We, as human beings, are very moved by what we can see. How many times have we believed a person to be a good Christian, God-fearing and diligent in following the word of God by observing their behaviour, but something about their life seemed out of place? Their life was stagnant and expressionless even though they did everything by the book. Jesus had something to say to a group of apparent God-fearing men one day that sheds light onto why God does not answer theirs and indeed some believers’ prayers.

‘Also He spoke this parable to some who trusted in themselves that they were righteous, and despised others: ‘Two men went up to the temple to pray, one a Pharisee and the other a tax collector. The Pharisee stood and prayed thus with himself, “God, I thank You that I am not like other men – extortioners, unjust, adulterers, or even as this tax collector. I fast twice a week; I give tithes of all that I possess.” And the tax collector, standing afar off, would not so much as raise his eyes to heaven, but beat his breast, saying, “God, be merciful to me a sinner!” I tell you, this man went down to his house justified rather than the other; for everyone who exalts himself will be humbled, and he who humbles himself will be exalted.’ (Luke 18:9–14)

The Pharisees were men who knew and taught the law of Moses and held a prestigious position in Jewish society. They embodied the Jewish tradition and were afforded the freedom to express it even though their country was now dominated by Roman rule. The tax collector was a Jewish man who worked for the Romans. This profession was of ill repute amongst the Jews, since most tax collectors were dishonest, corrupt, and symbolised Roman occupation and exploitation of the Jewish people.

In the eyes of the people, the Pharisee was obedient to God and righteous in everything he did. The other man; the tax collector, was considered a thief and a traitor as he overcharged on taxes and forwarded them on to the Roman occupiers.

In this teaching, we see that the first man, who was supposedly doing everything right before the law, was not approved by Jesus. His religiousness and traditions might not have revealed his true nature because his sin was not evident. His following of the law to the letter made him think that he was better than other and that is where his sin was found out – PRIDE; one of the most rotten of all. He thought that his actions and following of the word of God would automatically justify his behaviour before Him. He failed however when he began to exalt his achievements as if God had to recognise him for them, when, in fact, we all have to be humble in recognising God’s sovereignty over us. None of our works can ever make us worthy of anything from Him.

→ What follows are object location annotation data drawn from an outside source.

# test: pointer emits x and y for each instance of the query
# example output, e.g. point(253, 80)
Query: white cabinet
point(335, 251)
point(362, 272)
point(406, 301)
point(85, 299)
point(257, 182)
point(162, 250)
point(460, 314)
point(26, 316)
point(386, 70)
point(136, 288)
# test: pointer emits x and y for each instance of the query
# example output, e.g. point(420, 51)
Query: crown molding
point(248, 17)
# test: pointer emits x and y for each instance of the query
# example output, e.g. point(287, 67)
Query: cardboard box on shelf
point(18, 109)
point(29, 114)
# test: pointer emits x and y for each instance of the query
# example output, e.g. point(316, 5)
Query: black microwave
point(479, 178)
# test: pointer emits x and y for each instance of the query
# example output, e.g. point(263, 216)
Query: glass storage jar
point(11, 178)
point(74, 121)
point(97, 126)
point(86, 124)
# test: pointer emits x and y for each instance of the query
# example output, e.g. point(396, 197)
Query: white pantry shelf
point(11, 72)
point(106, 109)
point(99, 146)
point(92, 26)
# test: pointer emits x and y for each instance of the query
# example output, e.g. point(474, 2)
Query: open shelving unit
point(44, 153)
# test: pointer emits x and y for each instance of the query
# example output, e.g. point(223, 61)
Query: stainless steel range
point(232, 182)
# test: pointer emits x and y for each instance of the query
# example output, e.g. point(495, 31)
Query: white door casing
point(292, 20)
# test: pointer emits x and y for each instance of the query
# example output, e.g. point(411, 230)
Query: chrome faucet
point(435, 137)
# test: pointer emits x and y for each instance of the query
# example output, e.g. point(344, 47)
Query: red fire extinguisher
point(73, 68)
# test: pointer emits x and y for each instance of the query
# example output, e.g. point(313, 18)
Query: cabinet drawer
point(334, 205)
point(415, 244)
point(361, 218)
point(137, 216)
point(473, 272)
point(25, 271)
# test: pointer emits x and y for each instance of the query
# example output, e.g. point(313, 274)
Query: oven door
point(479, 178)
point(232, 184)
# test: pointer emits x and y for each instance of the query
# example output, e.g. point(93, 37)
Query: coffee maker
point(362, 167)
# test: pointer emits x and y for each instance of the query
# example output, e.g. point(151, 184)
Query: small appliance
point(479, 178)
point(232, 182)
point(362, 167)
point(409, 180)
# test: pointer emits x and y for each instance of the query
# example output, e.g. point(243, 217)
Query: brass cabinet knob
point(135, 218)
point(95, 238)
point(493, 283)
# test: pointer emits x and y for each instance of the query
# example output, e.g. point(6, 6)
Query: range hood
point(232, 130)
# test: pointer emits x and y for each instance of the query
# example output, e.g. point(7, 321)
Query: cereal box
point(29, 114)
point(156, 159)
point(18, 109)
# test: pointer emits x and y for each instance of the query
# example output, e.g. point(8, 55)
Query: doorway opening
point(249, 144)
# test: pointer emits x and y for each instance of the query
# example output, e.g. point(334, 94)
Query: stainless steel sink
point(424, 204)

We constantly have to remind ourselves that Jesus does not look to the outward appearance, but cares for what we have and are inside. Being righteous is our obligation before man but especially before God. It is not something to boast or brag about; on the contrary, righteousness is humbleness.

That is why we must be careful when receiving or giving praise. Pride leads a person closer to their downfall, however humility makes a person know God. So, whatever we do, let the glory be given to God.